Am meisten zu holen ist aber bei alten Gebäuden, die nicht auf dem Stand der Technik sind. Sie verschwenden teure Energie und verursachen hohe Rechnungen für ihre Bewohner*innen und Nutzer*innen.

Ideal wäre, so viele Gebäude wie möglich sofort zu modernisieren. Doch Material und Fachkräfte stehen nur begrenzt zur Verfügung. Daher haben wir uns in der Ampel bereits auf das Prinzip „worst first“ geeinigt: Ab sofort soll die Sanierung derjenigen Häuser besondere politische Unterstützung bekommen, die am meisten Energie verbrauchen. Diese Häuser finden sich in den beiden schlechtesten Energieeffizienzklassen G und H. Durch Dämmung und gute Heiztechnik bei diesen Wohngebäuden kann man beim Zielstandard Effizienzhaus 55 eine Reduzierung des Endenergieverbrauchs um fast 80 Prozent erreichen. Der Endenergieverbrauch im gesamten Wohngebäudesektor würde so um rund ein Drittel sinken, die CO2-Emissionen sogar bis zur Hälfte. Das bedeutet eine enorme und dauerhafte Senkung bei den Heizkosten. Zugleich wird damit der größte Beitrag für den Klimaschutz geleistet.

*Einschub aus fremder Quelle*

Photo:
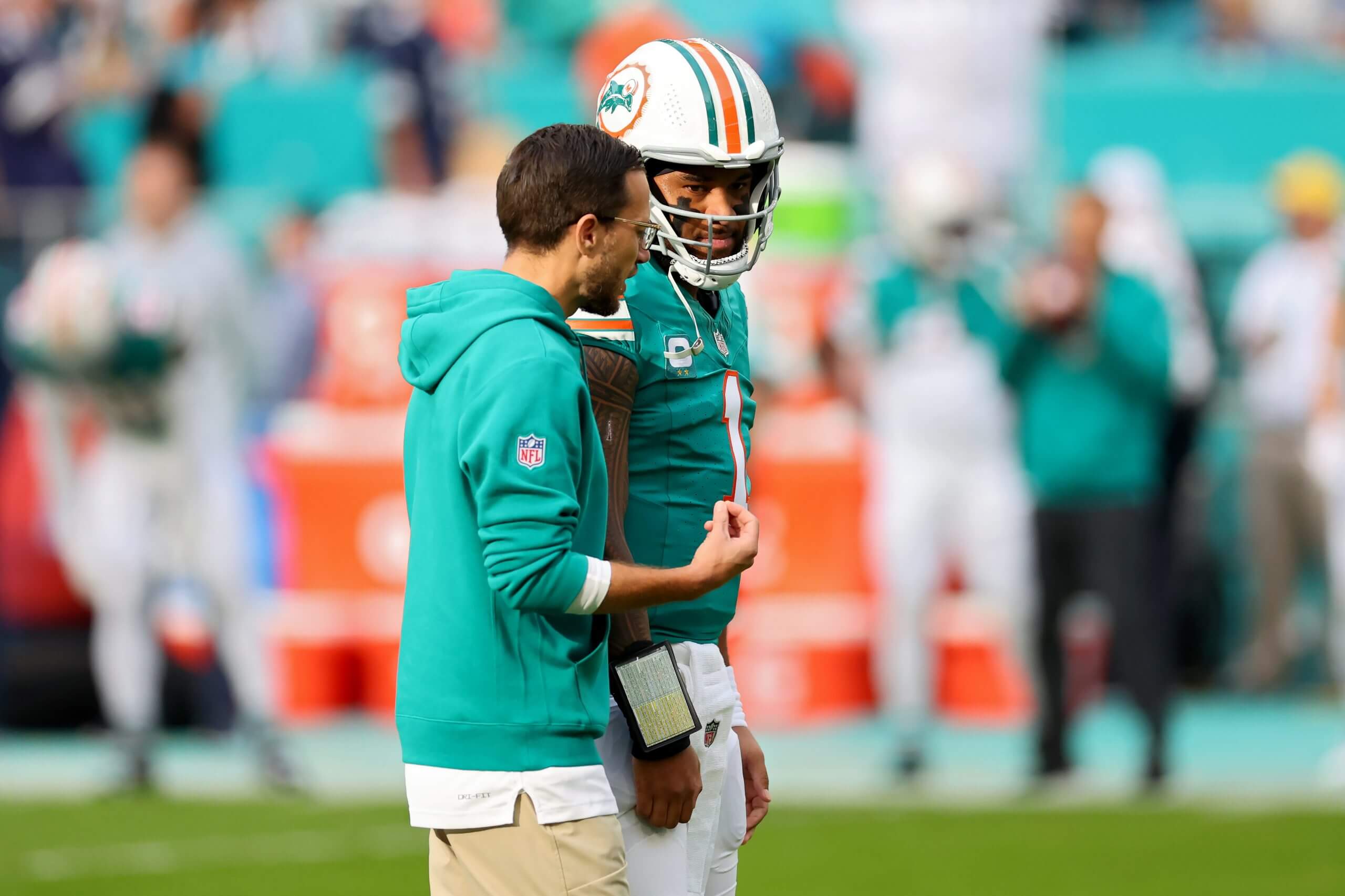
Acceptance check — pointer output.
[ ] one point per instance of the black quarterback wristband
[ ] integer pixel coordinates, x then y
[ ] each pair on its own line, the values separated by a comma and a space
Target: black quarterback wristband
649, 688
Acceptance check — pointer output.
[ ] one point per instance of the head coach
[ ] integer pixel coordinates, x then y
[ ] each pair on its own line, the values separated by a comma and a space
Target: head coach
502, 684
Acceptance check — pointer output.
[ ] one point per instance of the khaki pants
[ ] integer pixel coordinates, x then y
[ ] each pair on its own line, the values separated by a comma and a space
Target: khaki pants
1286, 529
526, 859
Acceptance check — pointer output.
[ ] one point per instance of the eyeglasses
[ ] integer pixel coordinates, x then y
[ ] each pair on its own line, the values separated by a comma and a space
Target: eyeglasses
651, 231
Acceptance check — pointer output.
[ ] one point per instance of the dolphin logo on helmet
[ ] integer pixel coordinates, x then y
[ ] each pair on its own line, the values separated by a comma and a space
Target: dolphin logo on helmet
693, 102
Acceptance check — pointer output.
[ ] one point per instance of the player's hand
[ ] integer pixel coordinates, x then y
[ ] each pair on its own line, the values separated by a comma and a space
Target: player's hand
666, 789
729, 547
755, 779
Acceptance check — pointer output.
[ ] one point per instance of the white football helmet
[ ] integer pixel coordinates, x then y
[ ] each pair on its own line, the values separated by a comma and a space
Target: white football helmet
693, 102
68, 306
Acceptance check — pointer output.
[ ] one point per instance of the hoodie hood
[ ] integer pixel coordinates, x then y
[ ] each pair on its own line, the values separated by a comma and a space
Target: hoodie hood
446, 318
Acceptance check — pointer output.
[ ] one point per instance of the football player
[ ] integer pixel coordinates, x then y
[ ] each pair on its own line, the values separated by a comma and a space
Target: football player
671, 388
947, 475
154, 518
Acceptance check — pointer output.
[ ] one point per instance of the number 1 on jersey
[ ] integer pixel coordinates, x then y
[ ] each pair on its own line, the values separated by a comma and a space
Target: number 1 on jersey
733, 423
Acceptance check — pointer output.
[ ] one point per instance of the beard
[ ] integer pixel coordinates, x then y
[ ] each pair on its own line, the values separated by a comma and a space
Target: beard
602, 291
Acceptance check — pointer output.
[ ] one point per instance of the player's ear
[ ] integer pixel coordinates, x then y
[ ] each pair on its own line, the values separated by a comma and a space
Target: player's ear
588, 234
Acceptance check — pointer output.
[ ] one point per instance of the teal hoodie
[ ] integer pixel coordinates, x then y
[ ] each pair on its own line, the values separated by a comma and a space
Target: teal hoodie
1094, 401
506, 490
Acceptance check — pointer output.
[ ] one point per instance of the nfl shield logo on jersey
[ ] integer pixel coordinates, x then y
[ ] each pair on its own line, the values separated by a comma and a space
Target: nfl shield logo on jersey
532, 451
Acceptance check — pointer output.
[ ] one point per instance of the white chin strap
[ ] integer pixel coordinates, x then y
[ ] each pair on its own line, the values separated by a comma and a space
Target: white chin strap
698, 346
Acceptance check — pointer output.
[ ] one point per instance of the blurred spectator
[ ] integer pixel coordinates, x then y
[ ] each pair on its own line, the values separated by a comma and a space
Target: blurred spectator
949, 478
1233, 25
396, 35
38, 85
1142, 240
1084, 19
151, 524
284, 322
1089, 358
955, 76
1315, 26
246, 37
412, 221
1279, 322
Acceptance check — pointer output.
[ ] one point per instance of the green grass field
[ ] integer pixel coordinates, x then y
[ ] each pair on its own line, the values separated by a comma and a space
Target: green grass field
157, 848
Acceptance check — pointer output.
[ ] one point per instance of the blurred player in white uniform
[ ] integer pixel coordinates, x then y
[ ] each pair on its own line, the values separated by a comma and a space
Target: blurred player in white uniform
949, 486
154, 520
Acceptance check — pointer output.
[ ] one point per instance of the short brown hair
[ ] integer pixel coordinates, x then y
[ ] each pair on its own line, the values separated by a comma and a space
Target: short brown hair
556, 176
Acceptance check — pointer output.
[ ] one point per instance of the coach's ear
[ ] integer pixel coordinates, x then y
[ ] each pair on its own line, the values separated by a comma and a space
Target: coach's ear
588, 236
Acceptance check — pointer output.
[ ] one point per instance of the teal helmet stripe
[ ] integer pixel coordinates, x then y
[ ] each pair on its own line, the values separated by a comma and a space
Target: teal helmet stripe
743, 87
710, 115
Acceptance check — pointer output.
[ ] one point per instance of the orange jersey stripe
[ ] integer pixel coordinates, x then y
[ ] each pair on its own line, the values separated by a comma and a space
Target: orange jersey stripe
721, 82
602, 325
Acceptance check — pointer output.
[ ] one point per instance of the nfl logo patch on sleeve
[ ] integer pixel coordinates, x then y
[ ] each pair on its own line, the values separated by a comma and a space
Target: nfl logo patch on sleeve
532, 451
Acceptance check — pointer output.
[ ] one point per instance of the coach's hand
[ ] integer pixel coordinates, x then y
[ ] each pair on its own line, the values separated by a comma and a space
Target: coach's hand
729, 547
666, 789
755, 779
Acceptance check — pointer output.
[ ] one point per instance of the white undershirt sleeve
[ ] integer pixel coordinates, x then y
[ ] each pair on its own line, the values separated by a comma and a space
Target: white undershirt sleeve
595, 588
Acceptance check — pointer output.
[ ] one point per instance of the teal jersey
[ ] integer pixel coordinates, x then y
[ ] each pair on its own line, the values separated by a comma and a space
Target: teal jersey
690, 432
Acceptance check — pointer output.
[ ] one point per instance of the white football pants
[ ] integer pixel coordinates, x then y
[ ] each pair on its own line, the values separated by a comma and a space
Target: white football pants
931, 505
700, 857
131, 517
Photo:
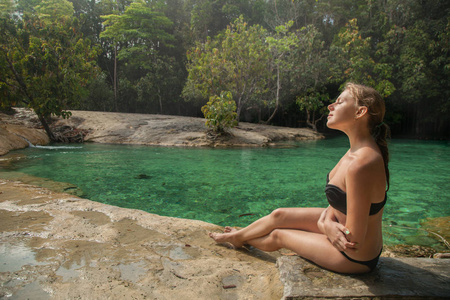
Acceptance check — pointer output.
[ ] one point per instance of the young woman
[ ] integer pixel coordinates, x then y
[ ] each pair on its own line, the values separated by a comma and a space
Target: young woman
346, 237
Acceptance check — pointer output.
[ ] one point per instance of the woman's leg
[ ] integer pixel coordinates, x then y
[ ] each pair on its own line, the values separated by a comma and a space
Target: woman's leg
310, 245
281, 218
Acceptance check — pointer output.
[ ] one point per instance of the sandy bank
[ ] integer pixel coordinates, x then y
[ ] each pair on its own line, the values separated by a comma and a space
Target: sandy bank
143, 129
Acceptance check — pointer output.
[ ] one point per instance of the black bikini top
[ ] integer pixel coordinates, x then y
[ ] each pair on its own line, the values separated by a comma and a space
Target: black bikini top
337, 198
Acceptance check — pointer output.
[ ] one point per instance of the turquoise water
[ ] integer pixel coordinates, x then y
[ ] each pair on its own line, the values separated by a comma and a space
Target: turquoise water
237, 186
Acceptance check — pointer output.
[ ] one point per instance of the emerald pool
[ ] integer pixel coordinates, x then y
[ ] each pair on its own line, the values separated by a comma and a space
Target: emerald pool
237, 186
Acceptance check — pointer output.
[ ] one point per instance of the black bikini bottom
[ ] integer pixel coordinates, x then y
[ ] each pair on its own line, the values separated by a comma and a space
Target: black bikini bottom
370, 263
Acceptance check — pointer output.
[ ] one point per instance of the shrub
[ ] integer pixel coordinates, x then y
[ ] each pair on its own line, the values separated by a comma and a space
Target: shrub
220, 112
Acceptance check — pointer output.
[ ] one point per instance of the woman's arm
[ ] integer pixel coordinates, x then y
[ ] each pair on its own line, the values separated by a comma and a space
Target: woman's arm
360, 188
335, 231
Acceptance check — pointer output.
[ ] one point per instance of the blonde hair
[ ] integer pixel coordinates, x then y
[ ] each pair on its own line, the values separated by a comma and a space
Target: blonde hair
370, 98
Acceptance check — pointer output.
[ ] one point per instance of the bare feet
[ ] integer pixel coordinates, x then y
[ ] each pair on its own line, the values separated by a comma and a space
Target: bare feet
227, 237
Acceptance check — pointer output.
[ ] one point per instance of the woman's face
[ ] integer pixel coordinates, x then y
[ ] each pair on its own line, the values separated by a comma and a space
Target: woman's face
342, 112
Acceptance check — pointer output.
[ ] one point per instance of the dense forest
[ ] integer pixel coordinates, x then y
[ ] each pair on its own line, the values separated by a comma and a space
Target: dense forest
278, 62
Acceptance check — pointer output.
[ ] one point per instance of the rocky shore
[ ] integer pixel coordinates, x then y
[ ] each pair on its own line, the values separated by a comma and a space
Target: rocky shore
142, 129
55, 245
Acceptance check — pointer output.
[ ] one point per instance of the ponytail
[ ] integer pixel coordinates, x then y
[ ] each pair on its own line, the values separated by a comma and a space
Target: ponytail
369, 97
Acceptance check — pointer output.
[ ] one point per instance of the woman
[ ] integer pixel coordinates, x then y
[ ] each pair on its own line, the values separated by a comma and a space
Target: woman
346, 237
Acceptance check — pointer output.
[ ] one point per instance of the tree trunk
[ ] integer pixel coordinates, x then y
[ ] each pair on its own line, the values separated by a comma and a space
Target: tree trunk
277, 96
46, 127
115, 76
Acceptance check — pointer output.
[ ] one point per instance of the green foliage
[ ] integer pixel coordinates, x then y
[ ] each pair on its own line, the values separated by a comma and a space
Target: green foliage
235, 62
220, 112
355, 61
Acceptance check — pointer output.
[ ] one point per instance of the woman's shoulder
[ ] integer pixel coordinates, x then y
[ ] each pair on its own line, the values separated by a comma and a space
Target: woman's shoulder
365, 160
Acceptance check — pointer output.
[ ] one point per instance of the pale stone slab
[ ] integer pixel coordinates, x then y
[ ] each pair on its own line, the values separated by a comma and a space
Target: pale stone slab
411, 278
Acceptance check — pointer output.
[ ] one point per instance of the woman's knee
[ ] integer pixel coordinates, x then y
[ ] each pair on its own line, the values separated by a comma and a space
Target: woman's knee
278, 214
275, 240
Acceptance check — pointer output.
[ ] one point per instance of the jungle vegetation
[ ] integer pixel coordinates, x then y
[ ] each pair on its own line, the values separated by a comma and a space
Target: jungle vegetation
278, 62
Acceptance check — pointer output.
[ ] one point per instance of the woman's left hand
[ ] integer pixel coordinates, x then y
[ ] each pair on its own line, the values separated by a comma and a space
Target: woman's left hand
336, 232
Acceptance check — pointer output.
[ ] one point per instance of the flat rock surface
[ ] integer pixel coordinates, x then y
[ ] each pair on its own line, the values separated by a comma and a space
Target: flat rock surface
412, 278
164, 130
58, 246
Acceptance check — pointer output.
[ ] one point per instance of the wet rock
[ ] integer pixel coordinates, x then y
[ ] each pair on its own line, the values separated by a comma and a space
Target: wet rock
411, 278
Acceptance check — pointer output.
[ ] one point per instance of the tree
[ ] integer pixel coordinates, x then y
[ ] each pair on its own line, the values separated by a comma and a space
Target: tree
220, 112
355, 61
281, 46
309, 74
141, 37
236, 62
44, 64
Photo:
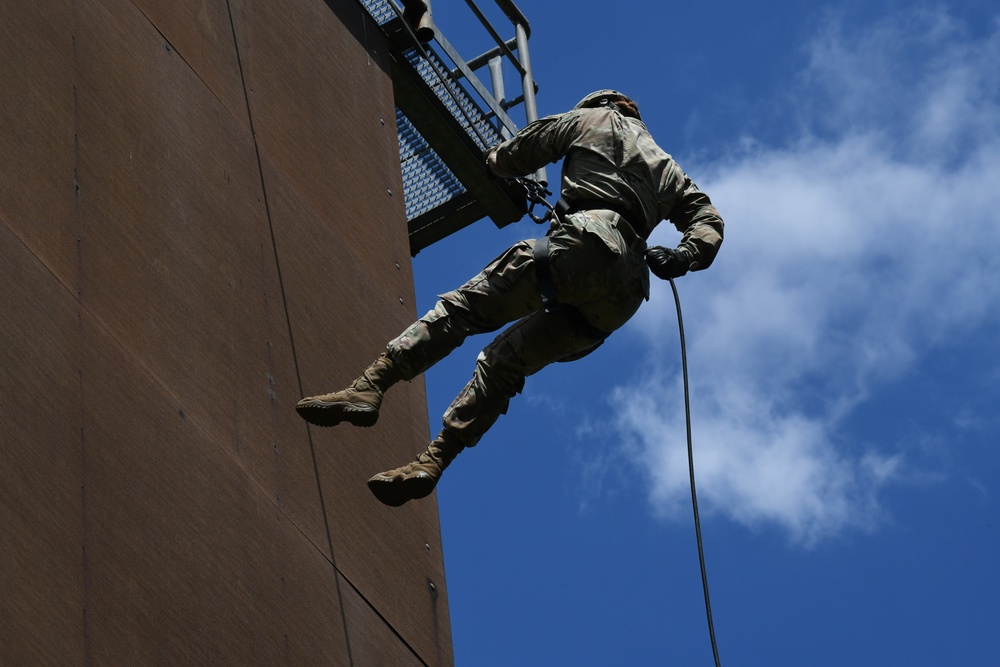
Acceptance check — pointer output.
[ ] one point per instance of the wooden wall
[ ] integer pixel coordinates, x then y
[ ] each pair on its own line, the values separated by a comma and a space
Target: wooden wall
201, 220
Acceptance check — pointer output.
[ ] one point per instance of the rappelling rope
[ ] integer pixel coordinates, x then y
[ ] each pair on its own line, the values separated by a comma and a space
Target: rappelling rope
536, 193
694, 494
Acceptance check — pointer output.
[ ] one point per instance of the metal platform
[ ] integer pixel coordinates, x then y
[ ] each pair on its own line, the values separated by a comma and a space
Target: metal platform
447, 117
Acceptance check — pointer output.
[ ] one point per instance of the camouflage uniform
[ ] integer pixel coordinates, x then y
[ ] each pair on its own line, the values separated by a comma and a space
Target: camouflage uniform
596, 256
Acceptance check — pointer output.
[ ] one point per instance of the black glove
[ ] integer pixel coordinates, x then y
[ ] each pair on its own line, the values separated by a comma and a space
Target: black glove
667, 263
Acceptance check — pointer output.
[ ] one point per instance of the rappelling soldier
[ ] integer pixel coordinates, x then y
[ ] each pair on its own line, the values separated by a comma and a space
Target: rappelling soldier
565, 293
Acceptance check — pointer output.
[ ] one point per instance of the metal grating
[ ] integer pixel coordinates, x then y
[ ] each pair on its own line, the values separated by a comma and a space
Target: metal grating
427, 180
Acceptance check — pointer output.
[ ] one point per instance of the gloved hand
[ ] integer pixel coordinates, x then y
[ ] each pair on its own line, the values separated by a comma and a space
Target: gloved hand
667, 263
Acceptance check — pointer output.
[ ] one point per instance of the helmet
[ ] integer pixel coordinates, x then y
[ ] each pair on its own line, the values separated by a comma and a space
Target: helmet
607, 97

Besonderes Augenmerk muss dabei auf den Häusern liegen, die vermietet werden. Denn Vermieter*innen leiten die hohen Heizkosten einfach an die Mieter*innen weiter. Dadurch haben die Eigentümer*innen aktuell keinen echten Anreiz, in Dämmung und moderne Heiztechnik zu investieren. Hier braucht es einen anderen Rahmen, der zu Investitionen motiviert und bei der Umsetzung unterstützt.

Wir machen mit der Initiative „worst first“ konkrete Vorschläge, wie es bei der Sanierung schnell und wirksam weitergehen kann. Mit folgendem 5-Punkte-Plan können wir jetzt das Worst-First-Prinzip umsetzen und das Mieter-Vermieter-Dilemma anpacken – unsere Vorschläge im Einzelnen:

1) Bonus für Energieberater*innen, die einen geförderten Sanierungsfahrplan erstellen oder Energieberatung für Häuser der Kategorie G und H durchführen (z.B. 300 Euro zusätzlich pro Fall).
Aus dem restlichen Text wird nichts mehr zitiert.